According to Snijders, there were a number of measures Level3 could have taken before and following the major route leak on June 12. He referenced an open letter to Level3 that suggested a number of measures the provider could have taken to prevent the leak from happening in the first place. One was maximum prefix limits–a way of setting a maximum number of new prefixes a peer can announce. Snijders said it’s up to providers and routers to change their behavior to prevent new announcements and routing changes from being accepted in bulk automatically.
Some of the responsibility to prevent leaks also falls on manufacturers.

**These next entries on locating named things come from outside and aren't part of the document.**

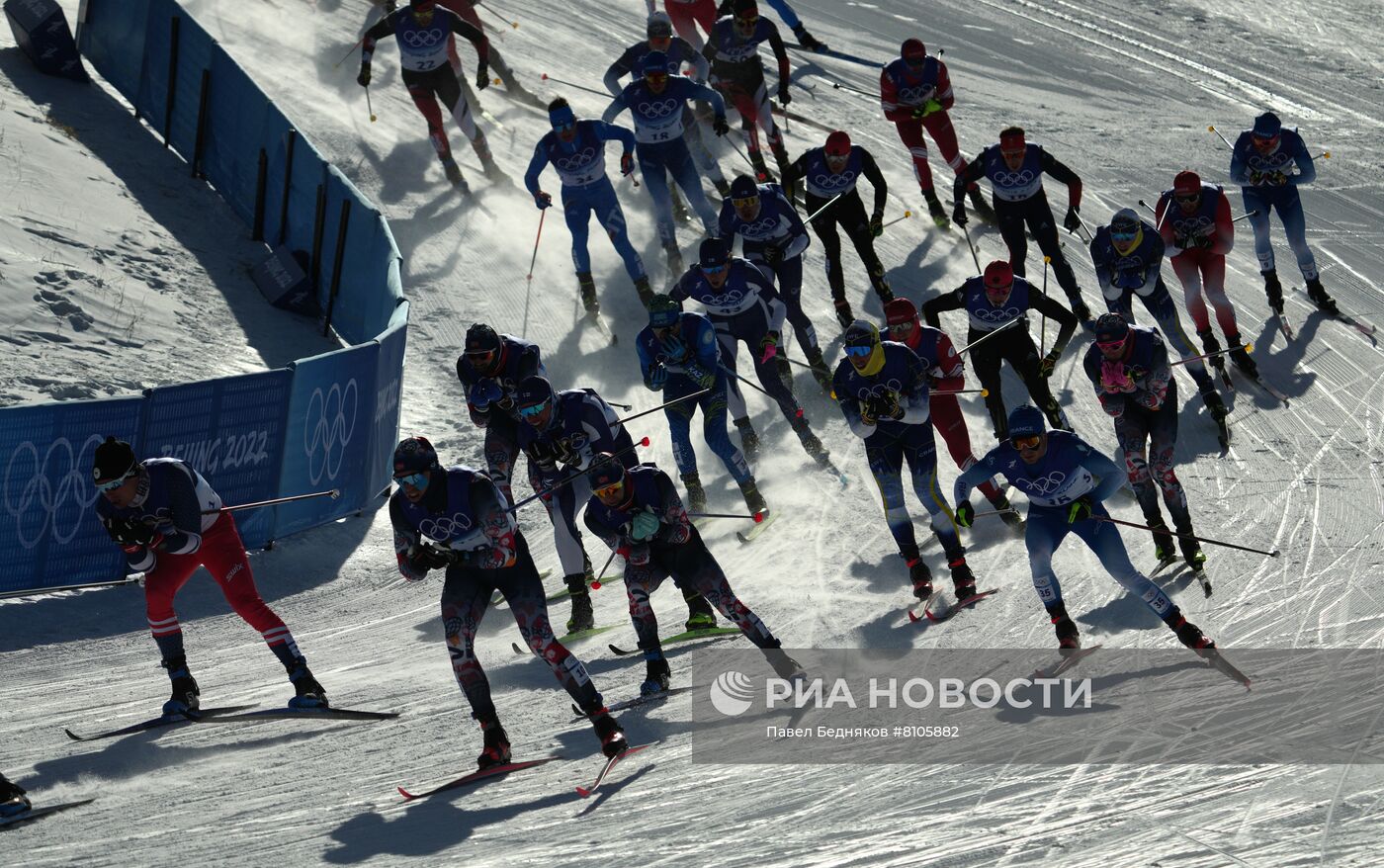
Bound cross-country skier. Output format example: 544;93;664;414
634;294;768;512
523;98;653;314
91;438;328;716
1156;169;1259;377
1090;208;1226;439
720;174;831;391
702;0;793;180
716;0;827;51
457;322;547;504
954;405;1215;650
952;126;1090;322
834;319;976;599
923;259;1077;440
879;39;990;228
885;298;1023;526
356;0;506;193
389;438;626;768
1231;112;1339;314
515;374;638;633
1082;312;1207;571
668;238;831;468
782;130;894;328
585;456;802;696
601;51;731;271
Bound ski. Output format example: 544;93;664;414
202;708;400;723
577;744;653;799
1030;643;1100;680
509;625;619;654
0;798;96;829
608;627;741;657
62;705;255;742
908;588;999;625
735;509;778;544
395;756;562;802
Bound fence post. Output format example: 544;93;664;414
322;197;350;338
163;15;183;148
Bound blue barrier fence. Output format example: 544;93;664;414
0;0;408;592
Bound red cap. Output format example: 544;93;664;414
885;298;917;325
986;259;1014;290
826;130;851;156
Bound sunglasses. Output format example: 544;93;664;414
96;470;134;493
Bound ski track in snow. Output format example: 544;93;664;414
0;0;1384;868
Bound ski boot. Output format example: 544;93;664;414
1307;277;1341;317
1259;269;1283;317
682;471;706;512
899;546;933;599
284;657;329;709
792;415;831;468
740;477;769;515
793;24;826;54
1163;606;1215;656
634;277;653;310
947;556;976;602
476;717;511;771
682;591;716;632
587;706;630;758
159;656;202;717
1225;333;1259;378
831;295;855;328
923;187;951;228
577;271;601;314
807;347;836;400
640;656;672;696
562;573;596;633
1048;602;1081;652
0;775;34;817
735;415;760;461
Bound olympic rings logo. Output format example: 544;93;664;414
1018;471;1067;495
638;100;681;118
398;28;444;48
990;169;1035;187
553;146;596;170
303;377;360;484
4;435;101;549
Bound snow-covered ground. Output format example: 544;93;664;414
0;0;1384;868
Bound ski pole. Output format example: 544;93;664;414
539;72;610;100
1090;515;1280;558
956;319;1018;356
476;3;519;31
202;488;342;515
615;389;712;425
505;438;649;512
803;193;845;222
1168;343;1254;367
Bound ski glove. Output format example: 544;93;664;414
630;509;658;543
1067;494;1096;525
956;500;976;528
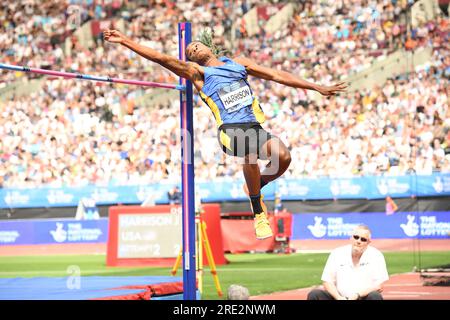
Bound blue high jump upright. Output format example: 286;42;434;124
178;22;197;300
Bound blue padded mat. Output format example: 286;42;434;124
0;276;182;300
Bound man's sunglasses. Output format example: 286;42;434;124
353;234;368;242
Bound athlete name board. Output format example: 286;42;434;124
107;205;182;266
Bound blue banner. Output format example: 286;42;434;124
0;218;108;246
292;211;450;240
0;173;450;208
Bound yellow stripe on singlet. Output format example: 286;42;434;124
252;97;266;123
200;91;223;127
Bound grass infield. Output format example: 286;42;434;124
0;251;450;300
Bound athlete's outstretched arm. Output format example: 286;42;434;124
103;29;199;81
233;57;347;96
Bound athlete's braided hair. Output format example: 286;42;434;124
196;28;229;57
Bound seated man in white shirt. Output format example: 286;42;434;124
308;225;389;300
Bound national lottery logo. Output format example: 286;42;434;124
308;217;327;238
50;223;67;243
400;214;419;237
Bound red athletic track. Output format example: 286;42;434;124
250;273;450;300
0;239;450;256
0;239;450;300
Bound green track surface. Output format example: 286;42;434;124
0;251;450;300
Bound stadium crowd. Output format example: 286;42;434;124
0;0;450;187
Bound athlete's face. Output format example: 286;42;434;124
186;41;213;65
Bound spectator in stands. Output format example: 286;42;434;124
104;26;347;240
308;225;389;300
167;186;181;204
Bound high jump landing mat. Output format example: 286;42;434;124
0;276;187;300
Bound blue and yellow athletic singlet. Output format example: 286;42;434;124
200;57;265;127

Routers are by default often set to advertise every route they can possibly reach. “It would be a great win if manufacturers would provide network operators with a configuration knob that changes this default behavior ,” he said. “Leaks occur when filters don’t properly prevent this from happening.”
A public key infrastructure called RPKI (resource public key infrastructure) could also help validate ASNs and IPs, but similar to DNSSEC, it’s running into difficulties with adoption, as not everyone in the industry is convinced it is the best fix.
However, not all preventative measures need to be highly technical. Toonk says monitoring like the type that BGPMon provides can be a huge help in limiting attack or leak time and troubleshooting efforts. Proper filtering on the ISP side can also prevent a lot of issues.
Or, as Snijders added, sometimes it might be as simple as picking up the phone. “When you see a route leak incident happen, get on the phone,” he said. “It doesn’t matter whether you are a customer, supplier, or just a bystander. Literally keep calling until you get through to someone who can fix the issue.”
In the end, the system of trust that is holding up the Internet can also be used for good. “Perseverance always wins,” Snijders said. “We’re in this together. We need to help each other.”